In some types of memory technologies, data is stored by setting the state of a resistive element that may have varying resistance depending on the state. Examples of such memory technologies include magneto-resistive random access memory (MRAM) and resistive random access memory (RRAM or alternately called ReRAM). MRAM is a non-volatile random access memory technology that uses magnetic storage elements to store data. Spin-transfer torque MRAM stores data at memory cells having two superimposed layers of magnetic material separated by a thin insulating film, defining a magnetic tunnel junction (“MTJ” or “MTJ element”) of an MRAM cell. The two layers include a magnetic layer that is permanently magnetized in a fixed magnetic field alignment direction (this layer is referred to as a pinned layer), and a changeably-magnetized magnetic layer (this layer is referred to as a free layer). The changeably-magnetized magnetic layer can be magnetized in one of two orientations relative to the permanently magnetized layer. The two orientations are characterized by distinctly different serial resistances through the superimposed layers of the MTJ. The magnetic field orientation of the changeable layer can be aligned the same as that of the permanent magnet layer (parallel), or the magnetic field of the changeable layer can be aligned directly opposite to that of the permanent magnet layer (anti-parallel). The parallel alignment state has a relatively lower resistance and the anti-parallel alignment state has a higher resistance. These two states as sensed from their relatively higher or lower resistances (RH and RL) represent different binary logic values of bits in the memory.

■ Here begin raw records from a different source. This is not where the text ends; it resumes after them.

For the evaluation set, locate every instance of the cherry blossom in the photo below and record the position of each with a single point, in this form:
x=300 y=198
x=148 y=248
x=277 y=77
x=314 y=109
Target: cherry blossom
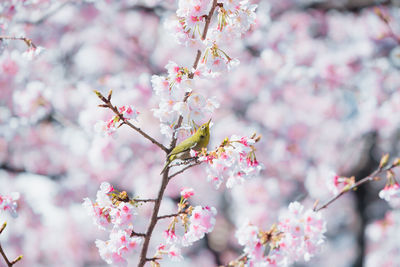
x=9 y=203
x=234 y=161
x=391 y=193
x=298 y=237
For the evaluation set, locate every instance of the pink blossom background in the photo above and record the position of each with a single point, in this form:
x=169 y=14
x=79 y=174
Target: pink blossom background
x=319 y=80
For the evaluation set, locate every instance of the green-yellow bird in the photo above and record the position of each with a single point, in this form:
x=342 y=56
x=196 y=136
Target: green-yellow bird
x=196 y=142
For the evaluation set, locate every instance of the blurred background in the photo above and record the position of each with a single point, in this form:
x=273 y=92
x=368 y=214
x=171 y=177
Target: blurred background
x=319 y=80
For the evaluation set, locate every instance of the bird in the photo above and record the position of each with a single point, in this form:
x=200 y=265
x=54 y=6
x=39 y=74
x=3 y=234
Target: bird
x=196 y=142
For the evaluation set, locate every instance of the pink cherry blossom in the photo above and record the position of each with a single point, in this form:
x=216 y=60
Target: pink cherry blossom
x=391 y=193
x=187 y=192
x=9 y=203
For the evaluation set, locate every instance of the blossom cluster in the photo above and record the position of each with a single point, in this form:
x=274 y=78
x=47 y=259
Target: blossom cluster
x=298 y=236
x=391 y=193
x=109 y=127
x=234 y=18
x=233 y=161
x=196 y=222
x=9 y=203
x=115 y=213
x=172 y=90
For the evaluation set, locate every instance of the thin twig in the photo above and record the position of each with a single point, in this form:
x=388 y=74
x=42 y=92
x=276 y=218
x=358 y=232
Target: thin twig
x=3 y=254
x=145 y=200
x=191 y=75
x=170 y=215
x=241 y=258
x=108 y=104
x=184 y=169
x=357 y=184
x=3 y=227
x=133 y=233
x=153 y=220
x=27 y=41
x=47 y=15
x=165 y=179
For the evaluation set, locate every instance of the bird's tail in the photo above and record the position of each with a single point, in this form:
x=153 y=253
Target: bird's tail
x=165 y=167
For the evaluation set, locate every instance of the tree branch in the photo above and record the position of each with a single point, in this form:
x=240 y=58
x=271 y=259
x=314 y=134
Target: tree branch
x=191 y=75
x=153 y=220
x=27 y=41
x=184 y=169
x=108 y=104
x=366 y=179
x=3 y=254
x=145 y=200
x=170 y=215
x=165 y=178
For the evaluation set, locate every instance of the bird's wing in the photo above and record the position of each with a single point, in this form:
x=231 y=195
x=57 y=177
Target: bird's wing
x=178 y=149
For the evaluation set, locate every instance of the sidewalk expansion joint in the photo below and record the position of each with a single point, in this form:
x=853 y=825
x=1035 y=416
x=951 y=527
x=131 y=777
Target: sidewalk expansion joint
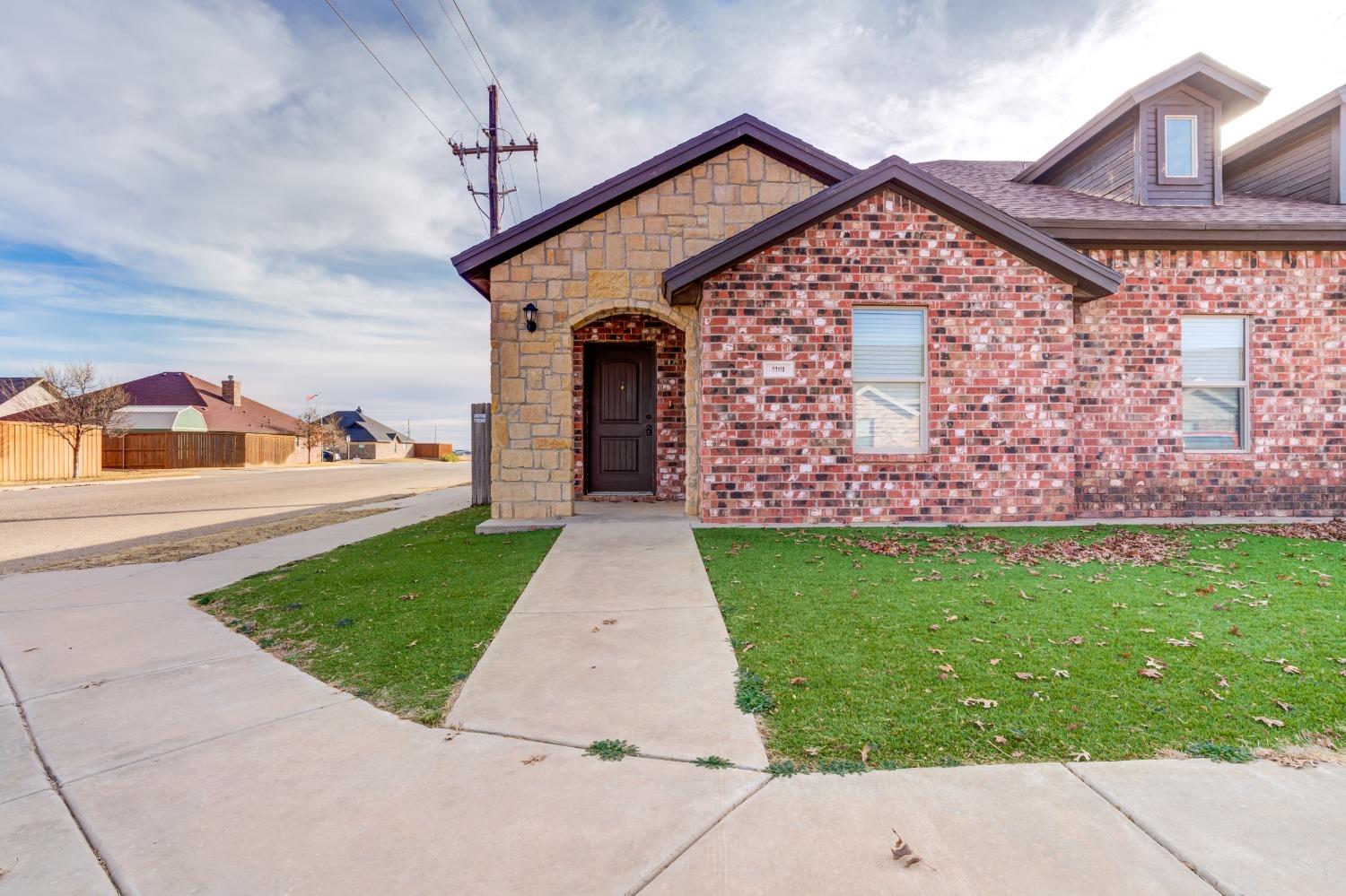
x=1160 y=841
x=692 y=842
x=575 y=745
x=342 y=699
x=100 y=683
x=54 y=785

For an MRAM write operation, a voltage VMTJ is applied, with one polarity or the reversed polarity, to the MTJ of an MRAM cell. Write lines referred to as a “bit line” and a “source line” may be used for providing VMTJ with either polarity. The bit line is coupled to the MTJ of each memory cell, and the source line is selectively coupled to each MTJ by a corresponding access transistor which may be turned on by a corresponding word line. If the MTJ of an MRAM cell is initially in the high resistance state, the low resistance state can be written by setting the bit line to a logical high voltage, setting the source line to a logical low voltage, and asserting a word line associated with the MRAM cell. Asserting the word line generates a bias voltage of a first polarity across the MTJ, and the MTJ changes over time to the parallel alignment (low resistance state). To write the low resistance state, the opposite voltage polarity is applied to the MTJ (e.g., the bit line is set low, and the source line is set high).

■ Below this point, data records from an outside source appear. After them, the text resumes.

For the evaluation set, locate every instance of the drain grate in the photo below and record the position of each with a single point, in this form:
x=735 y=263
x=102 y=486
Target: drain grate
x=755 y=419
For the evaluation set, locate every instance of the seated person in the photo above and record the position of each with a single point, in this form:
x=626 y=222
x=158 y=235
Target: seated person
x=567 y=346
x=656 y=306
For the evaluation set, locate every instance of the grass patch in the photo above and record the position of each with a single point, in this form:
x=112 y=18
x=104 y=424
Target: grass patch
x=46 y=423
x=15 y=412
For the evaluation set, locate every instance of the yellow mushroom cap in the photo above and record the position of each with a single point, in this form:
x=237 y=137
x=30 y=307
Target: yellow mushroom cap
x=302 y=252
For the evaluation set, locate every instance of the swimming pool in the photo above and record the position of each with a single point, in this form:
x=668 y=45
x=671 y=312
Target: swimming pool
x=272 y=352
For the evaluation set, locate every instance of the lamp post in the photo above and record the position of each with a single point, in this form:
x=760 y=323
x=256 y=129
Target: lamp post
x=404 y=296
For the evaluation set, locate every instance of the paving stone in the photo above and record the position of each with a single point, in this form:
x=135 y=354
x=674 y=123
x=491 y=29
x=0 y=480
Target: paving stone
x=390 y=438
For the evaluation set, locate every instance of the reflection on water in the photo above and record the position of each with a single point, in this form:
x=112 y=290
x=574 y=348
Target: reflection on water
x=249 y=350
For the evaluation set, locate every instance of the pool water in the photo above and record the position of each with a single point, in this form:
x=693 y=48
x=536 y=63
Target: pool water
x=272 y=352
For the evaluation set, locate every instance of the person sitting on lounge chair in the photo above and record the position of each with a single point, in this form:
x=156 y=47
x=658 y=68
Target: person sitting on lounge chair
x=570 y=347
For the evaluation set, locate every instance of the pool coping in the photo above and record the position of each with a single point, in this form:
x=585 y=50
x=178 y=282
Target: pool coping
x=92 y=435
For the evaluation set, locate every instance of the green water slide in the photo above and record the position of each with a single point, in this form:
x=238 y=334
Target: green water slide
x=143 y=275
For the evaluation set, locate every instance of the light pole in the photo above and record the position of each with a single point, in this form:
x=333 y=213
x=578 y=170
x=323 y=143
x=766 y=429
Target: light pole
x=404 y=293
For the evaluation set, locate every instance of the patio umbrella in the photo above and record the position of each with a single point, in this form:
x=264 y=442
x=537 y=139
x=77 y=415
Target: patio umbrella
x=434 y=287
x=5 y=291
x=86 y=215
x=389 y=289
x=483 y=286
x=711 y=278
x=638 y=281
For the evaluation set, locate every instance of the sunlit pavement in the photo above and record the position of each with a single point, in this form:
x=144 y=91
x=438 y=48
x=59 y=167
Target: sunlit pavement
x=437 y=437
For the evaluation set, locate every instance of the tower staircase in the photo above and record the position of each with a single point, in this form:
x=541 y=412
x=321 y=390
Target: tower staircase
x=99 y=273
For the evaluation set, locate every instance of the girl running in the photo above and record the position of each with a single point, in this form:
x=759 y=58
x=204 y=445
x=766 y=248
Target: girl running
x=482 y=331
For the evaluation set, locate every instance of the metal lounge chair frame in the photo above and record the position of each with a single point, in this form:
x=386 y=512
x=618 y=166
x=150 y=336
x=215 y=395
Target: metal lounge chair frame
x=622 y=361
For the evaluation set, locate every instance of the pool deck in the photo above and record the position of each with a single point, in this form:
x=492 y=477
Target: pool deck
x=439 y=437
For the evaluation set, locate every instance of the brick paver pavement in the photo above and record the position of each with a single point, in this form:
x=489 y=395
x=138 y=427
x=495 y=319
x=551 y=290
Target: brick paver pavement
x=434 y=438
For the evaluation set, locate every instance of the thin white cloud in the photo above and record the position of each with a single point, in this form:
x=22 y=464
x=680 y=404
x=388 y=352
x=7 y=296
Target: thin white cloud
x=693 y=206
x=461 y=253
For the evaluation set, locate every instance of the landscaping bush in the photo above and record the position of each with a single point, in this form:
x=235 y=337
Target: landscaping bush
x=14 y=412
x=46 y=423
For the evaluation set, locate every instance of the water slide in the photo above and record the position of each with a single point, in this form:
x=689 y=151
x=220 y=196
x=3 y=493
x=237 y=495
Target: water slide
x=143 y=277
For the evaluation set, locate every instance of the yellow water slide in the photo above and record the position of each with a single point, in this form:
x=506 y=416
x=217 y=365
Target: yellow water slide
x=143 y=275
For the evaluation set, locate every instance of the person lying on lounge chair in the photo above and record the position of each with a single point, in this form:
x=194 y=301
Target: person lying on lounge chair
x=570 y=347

RRAM is another non-volatile memory type that uses a dielectric, which is normally insulating, and which can be made to conduct through a filament or conduction path formed after application of a suitable voltage. Once the conduction path is formed, it may be broken (resulting in a relatively high resistance) or re-formed (resulting in a relatively low resistance) by an appropriate voltage. In RRAM, the high or low resistance state may be determined by the direction of current flow.